The dreadful uproar sank as suddenly as it had risen. The Roman troop lay a heap of dead. I turned away from the sight, but at the instant of turning I saw the prophet of evil, whether impostor or magician, whether man or demon, spring into their midst with a roar of laughter. I shrank away. But I heard that terrible laugh ringing through all the streets of Jerusalem!


CHAPTER LIII
A Fatal Sign

It was night, and the greater portion of the city lay between me and home. To traverse it was still a matter of danger. Furious festivity had succeeded to furious conflict; the roving mountaineers made little difference between a stranger and an enemy, and whether inflamed with wine or triumph, the carousers on that night were the masters of Jerusalem.

I kept my course through the less frequented ways, and leaving on either side the great avenues, crowded with tents and glittering with illumination, committed myself to the quiet light of the moon.

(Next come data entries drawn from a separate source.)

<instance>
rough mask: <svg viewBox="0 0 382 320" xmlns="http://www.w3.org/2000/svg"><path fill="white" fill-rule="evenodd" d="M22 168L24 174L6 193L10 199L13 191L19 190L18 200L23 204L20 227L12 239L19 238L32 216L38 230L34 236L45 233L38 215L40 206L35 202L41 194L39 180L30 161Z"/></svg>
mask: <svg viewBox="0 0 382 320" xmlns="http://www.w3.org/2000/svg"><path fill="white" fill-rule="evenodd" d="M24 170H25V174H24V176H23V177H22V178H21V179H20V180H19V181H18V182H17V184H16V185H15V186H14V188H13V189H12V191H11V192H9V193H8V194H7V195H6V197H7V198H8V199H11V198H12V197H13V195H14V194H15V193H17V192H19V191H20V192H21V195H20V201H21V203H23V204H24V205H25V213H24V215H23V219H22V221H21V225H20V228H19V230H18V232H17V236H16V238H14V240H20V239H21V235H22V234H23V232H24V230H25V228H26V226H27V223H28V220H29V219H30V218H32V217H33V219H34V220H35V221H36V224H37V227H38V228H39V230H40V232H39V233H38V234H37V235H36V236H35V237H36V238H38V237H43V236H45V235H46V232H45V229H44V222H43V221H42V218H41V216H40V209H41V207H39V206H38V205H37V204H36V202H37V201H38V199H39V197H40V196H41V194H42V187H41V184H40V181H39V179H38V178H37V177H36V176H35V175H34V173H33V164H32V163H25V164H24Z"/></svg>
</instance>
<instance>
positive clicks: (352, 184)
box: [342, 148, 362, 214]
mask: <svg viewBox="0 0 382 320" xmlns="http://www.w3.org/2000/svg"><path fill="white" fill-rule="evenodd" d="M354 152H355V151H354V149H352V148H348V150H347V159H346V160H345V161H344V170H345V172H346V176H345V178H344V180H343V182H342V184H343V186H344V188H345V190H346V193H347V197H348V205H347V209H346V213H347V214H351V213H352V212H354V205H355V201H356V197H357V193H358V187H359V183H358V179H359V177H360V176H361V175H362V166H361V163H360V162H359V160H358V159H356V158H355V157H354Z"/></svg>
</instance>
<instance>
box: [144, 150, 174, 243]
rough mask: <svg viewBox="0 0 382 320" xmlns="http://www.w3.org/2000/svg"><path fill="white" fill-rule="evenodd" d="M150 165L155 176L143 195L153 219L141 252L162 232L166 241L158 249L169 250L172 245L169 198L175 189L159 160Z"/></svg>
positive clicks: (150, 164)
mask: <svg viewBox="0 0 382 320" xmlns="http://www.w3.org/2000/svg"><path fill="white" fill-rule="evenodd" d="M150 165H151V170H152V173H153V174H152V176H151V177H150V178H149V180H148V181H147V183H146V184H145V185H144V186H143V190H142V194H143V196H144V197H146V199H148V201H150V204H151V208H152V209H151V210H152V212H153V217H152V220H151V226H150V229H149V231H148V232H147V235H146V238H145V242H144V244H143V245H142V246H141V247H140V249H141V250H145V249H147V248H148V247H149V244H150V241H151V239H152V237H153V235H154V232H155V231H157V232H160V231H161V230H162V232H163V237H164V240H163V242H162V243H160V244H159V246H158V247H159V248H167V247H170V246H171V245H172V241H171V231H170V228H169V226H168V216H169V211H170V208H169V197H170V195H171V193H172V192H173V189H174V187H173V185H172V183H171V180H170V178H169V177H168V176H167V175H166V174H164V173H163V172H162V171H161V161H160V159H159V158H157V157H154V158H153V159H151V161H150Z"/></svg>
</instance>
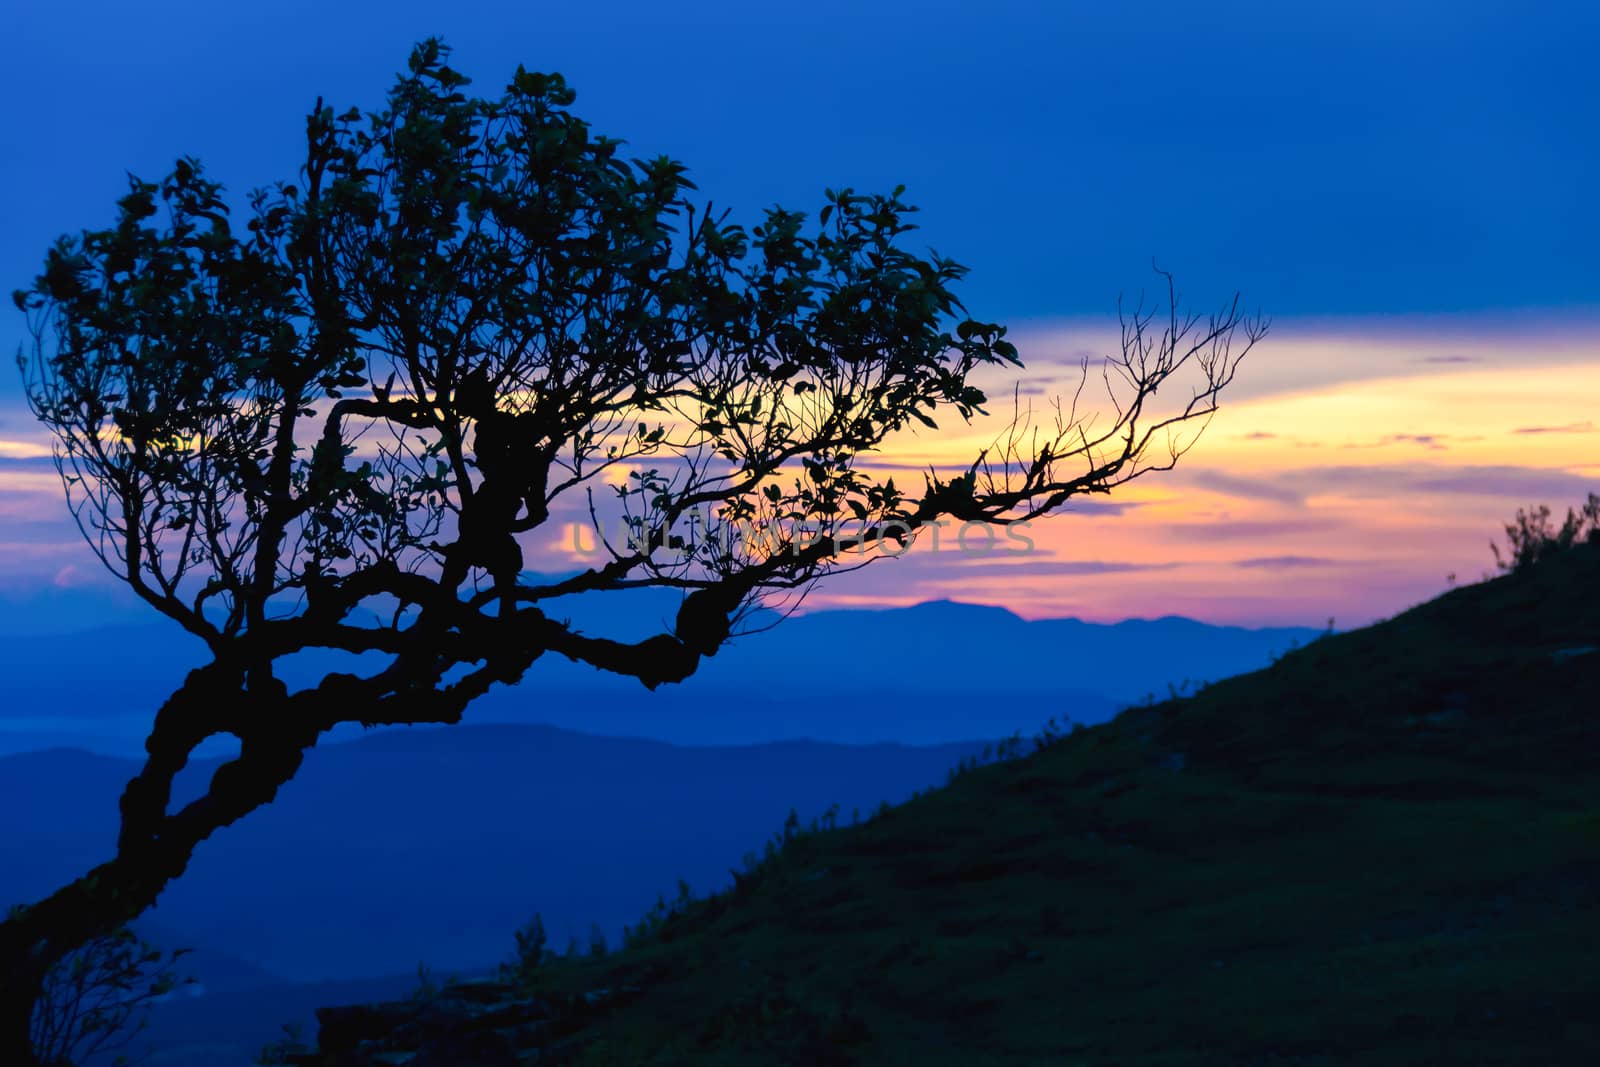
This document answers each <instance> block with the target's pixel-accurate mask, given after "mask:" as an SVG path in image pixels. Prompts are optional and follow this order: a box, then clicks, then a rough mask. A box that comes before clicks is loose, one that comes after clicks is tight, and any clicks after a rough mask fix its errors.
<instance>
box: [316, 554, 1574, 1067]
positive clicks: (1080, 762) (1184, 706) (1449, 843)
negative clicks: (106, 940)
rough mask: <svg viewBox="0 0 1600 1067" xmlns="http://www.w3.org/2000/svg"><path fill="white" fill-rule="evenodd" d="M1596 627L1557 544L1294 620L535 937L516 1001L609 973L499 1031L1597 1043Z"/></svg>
mask: <svg viewBox="0 0 1600 1067" xmlns="http://www.w3.org/2000/svg"><path fill="white" fill-rule="evenodd" d="M1595 646H1600V552H1597V550H1595V549H1589V547H1584V549H1574V550H1571V552H1570V553H1566V555H1563V557H1560V558H1554V560H1549V561H1546V563H1541V565H1539V566H1536V568H1533V569H1531V571H1528V573H1522V574H1514V576H1509V577H1501V579H1496V581H1491V582H1485V584H1482V585H1472V587H1466V589H1459V590H1454V592H1451V593H1448V595H1445V597H1442V598H1438V600H1435V601H1432V603H1427V605H1422V606H1419V608H1416V609H1413V611H1408V613H1406V614H1403V616H1398V617H1395V619H1392V621H1389V622H1384V624H1379V625H1373V627H1368V629H1365V630H1358V632H1352V633H1342V635H1333V637H1326V638H1322V640H1318V641H1315V643H1312V645H1309V646H1307V648H1304V649H1301V651H1296V653H1293V654H1290V656H1286V657H1283V659H1282V661H1280V662H1278V664H1275V665H1274V667H1270V669H1267V670H1261V672H1258V673H1253V675H1245V677H1240V678H1234V680H1229V681H1224V683H1219V685H1214V686H1211V688H1208V689H1205V691H1203V693H1200V694H1197V696H1194V697H1187V699H1176V701H1168V702H1163V704H1157V705H1152V707H1144V709H1136V710H1131V712H1126V713H1123V715H1122V717H1120V718H1117V720H1115V721H1114V723H1109V725H1106V726H1098V728H1091V729H1083V731H1078V733H1074V734H1070V736H1066V737H1062V739H1059V741H1056V742H1054V744H1050V745H1048V747H1043V749H1042V750H1038V752H1035V753H1032V755H1027V757H1026V758H1016V760H1010V761H1005V763H995V765H989V766H982V768H978V769H973V771H968V773H965V774H962V776H960V777H958V779H957V781H955V782H954V784H952V785H950V787H947V789H941V790H934V792H930V793H926V795H923V797H920V798H917V800H914V801H910V803H906V805H902V806H899V808H894V809H891V811H888V813H885V814H882V816H878V817H874V819H870V821H869V822H864V824H862V825H854V827H842V829H837V830H822V832H798V833H792V835H790V840H789V841H787V845H786V846H784V848H782V849H781V851H779V853H778V854H776V856H774V857H773V859H770V861H766V862H763V864H760V865H758V867H757V869H755V870H754V872H752V873H749V877H744V878H741V881H739V885H738V888H734V889H733V891H730V893H726V894H722V896H717V897H714V899H709V901H698V902H693V904H688V905H686V907H682V909H678V910H677V912H675V913H672V915H670V917H669V918H666V920H661V921H654V923H651V928H653V931H651V933H650V936H648V937H645V939H642V942H640V944H635V945H634V947H632V949H629V950H626V952H618V953H613V955H610V957H605V958H574V960H558V961H554V963H547V965H544V966H542V968H541V971H539V973H538V974H536V976H534V977H533V979H531V981H530V984H528V987H526V990H525V992H526V993H528V995H533V997H538V998H539V1000H541V1001H542V1003H547V1005H557V1006H558V1005H563V1003H565V1005H582V1003H584V998H582V993H584V992H586V990H597V989H608V990H618V993H616V995H614V997H613V1000H611V1001H610V1003H611V1005H613V1006H610V1008H605V1009H594V1008H590V1009H586V1011H582V1013H581V1014H573V1011H571V1009H566V1013H565V1016H563V1014H562V1009H560V1008H557V1016H558V1017H557V1021H555V1022H547V1024H539V1025H534V1027H531V1029H525V1037H523V1038H518V1040H523V1041H533V1040H534V1038H533V1035H536V1033H541V1032H542V1033H544V1038H549V1037H550V1035H554V1033H558V1032H576V1041H573V1040H571V1038H568V1043H565V1045H563V1048H565V1049H566V1054H568V1056H578V1062H582V1064H594V1065H598V1064H619V1065H629V1067H634V1065H642V1064H726V1065H749V1064H797V1065H800V1064H805V1065H811V1064H864V1065H874V1067H880V1065H893V1064H907V1065H909V1064H918V1065H926V1064H960V1065H962V1067H974V1065H979V1064H1094V1065H1099V1064H1141V1065H1150V1067H1155V1065H1174V1067H1176V1065H1179V1064H1229V1065H1232V1064H1352V1062H1355V1064H1395V1065H1400V1064H1405V1065H1416V1064H1533V1062H1536V1064H1586V1062H1597V1056H1600V1025H1597V1024H1595V1022H1592V1019H1595V1017H1597V1016H1595V1013H1594V995H1595V976H1597V974H1600V776H1597V774H1595V771H1597V769H1600V701H1597V694H1600V649H1597V648H1595ZM971 670H973V672H974V673H981V670H982V665H981V664H971ZM1064 683H1066V680H1064ZM589 1000H595V998H594V997H590V998H589ZM544 1038H541V1040H544ZM373 1048H376V1046H373ZM563 1059H565V1056H563ZM309 1062H384V1061H365V1059H362V1057H360V1054H357V1056H346V1057H336V1056H328V1057H323V1059H315V1061H309ZM387 1062H402V1061H398V1059H394V1061H387ZM418 1062H419V1064H421V1062H424V1059H418ZM426 1062H434V1061H432V1059H426ZM458 1062H467V1061H458ZM470 1062H478V1061H470ZM483 1062H501V1061H498V1059H483ZM504 1062H515V1061H512V1059H507V1061H504ZM526 1062H534V1061H531V1059H530V1061H526ZM536 1062H550V1061H549V1057H546V1059H539V1061H536Z"/></svg>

But in choosing the more solitary streets, I was, without recollecting it, led into the open place where the late disturbance had begun, and I felt some vague dread of passing a spot on which had appeared a being so singular as the leader of the tumult.

A Wounded Soldier

By a compromise with my prudence, I kept as far from the hillock as possible, and was moving rapidly by the wall of one of the huge buildings of Herod, when I heard a groan. In the nervousness of the time, and doubtful from what region of earth or air my antagonist, in that place of spells, might come, I drew my dagger with a sensation that I had never felt in the field, and setting my back against the wall, stood on my defense. But a wounded man, the utterer of the groan, now tottered into the light and fell before me. I recognized the commander of the escort. The dying struggles of his charger had crushed him, and the multitude had abandoned him to his fate.

To leave him where he was, was to leave him to perish. I owed something to the survivor of the unfortunate mission, and my short consultation closed by carrying him on my shoulders to the door of my comfortless dwelling.